Lucy Yeats said:Homework Statement
N is divisible by 4. N! has exactly 50 zeros. Find N.
Homework Equations
In case anyone younger doesn't know, Y!=Yx(Y-1)x(Y-2)x(Y-3)x...x3x2x1
The Attempt at a Solution
No idea.
Lucy Yeats said:Homework Statement
N is divisible by 4. N! has exactly 50 zeros. Find N.
uart said:Lucy, is that 50 trailing zeros or 50 zeros in total?
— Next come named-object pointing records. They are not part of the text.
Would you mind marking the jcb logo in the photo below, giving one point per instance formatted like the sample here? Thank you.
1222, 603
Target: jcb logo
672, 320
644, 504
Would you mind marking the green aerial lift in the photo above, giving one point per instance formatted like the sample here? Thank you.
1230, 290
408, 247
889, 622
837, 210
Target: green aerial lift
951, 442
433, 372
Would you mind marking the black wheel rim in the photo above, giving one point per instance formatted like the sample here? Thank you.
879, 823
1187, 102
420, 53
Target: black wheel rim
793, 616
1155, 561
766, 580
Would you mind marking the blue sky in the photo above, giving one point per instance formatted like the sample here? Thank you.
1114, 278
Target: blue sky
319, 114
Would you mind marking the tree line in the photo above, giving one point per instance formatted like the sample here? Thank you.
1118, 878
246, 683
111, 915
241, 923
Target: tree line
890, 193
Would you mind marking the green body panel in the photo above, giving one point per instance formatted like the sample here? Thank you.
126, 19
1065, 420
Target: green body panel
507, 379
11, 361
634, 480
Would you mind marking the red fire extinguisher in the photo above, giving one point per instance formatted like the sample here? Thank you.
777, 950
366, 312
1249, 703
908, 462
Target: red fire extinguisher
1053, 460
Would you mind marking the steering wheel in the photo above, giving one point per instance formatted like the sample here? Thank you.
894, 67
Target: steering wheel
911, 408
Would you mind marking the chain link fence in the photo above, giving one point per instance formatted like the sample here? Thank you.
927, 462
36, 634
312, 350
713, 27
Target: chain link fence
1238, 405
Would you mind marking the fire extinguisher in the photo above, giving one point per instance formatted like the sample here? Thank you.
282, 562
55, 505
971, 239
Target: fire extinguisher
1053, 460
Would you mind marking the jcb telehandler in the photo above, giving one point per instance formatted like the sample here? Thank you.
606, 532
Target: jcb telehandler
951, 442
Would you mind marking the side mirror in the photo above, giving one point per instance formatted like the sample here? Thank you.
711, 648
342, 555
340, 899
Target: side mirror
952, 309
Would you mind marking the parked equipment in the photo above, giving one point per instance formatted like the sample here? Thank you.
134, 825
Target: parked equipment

It's pretty easy to work out how many trailing zeros there are in a factorial without actually calculating the full thing, but I don't know how to find the total number of zero digits any other way.
uart said:Lucy, is that 50 trailing zeros or 50 zeros in total?
It's pretty easy to work out how many trailing zeros there are in a factorial without actually calculating the full thing, but I don't know how to find the total number of zero digits any other way.
berkeman said:Interesting point! From my Excel spreadsheet, that does give two different answers...
Lucy Yeats said:Both.
The teacher said work out n for 50 trailing zeros (which I'm okay with), and n for total zeroes as an 'extension'.
berkeman said:Actually, maybe I'm doing something wrong. I misread the question, and thought it said that N! had to be divisible by 4. Duh, 4 is part of the factorial, so all N! is divisible by 4 for N>=4.
The problem asks for N divisible by 4. And my Excel answer for 50 trailing zeros is not divisible by 4. Hmm. Neither is my Excel answer for 50 zeros total.
berkeman said:Yes, I think Excel is doing okay. I went up through about 54!, and it seems to be calculating things okay. Guess I may go back and do a couple sanity checks, though.
The "Solve N Factorial Puzzle with 50 Zeros" is a mathematical puzzle that involves finding the value of N, where N! (N factorial) has 50 trailing zeros.
This puzzle can be solved by using the concept of prime factorization and the properties of factorial numbers. Essentially, you need to find the prime factors of N and determine how many times each prime factor appears in N!.
The number of trailing zeros in N! is directly related to the number of times 10 can divide into N!. Since 10 is a product of 2 and 5, we need to focus on finding the number of 2s and 5s in the prime factorization of N. This allows us to determine the value of N.
Yes, this puzzle can be solved for any number of zeros. However, the higher the number of zeros, the more difficult the puzzle becomes. For example, finding N for N! with 100 zeros is much more challenging than finding N for N! with 50 zeros.
The "Solve N Factorial Puzzle with 50 Zeros" is a fun and challenging mathematical problem that helps exercise the brain and improve problem-solving skills. Additionally, it showcases the beauty and complexity of mathematics.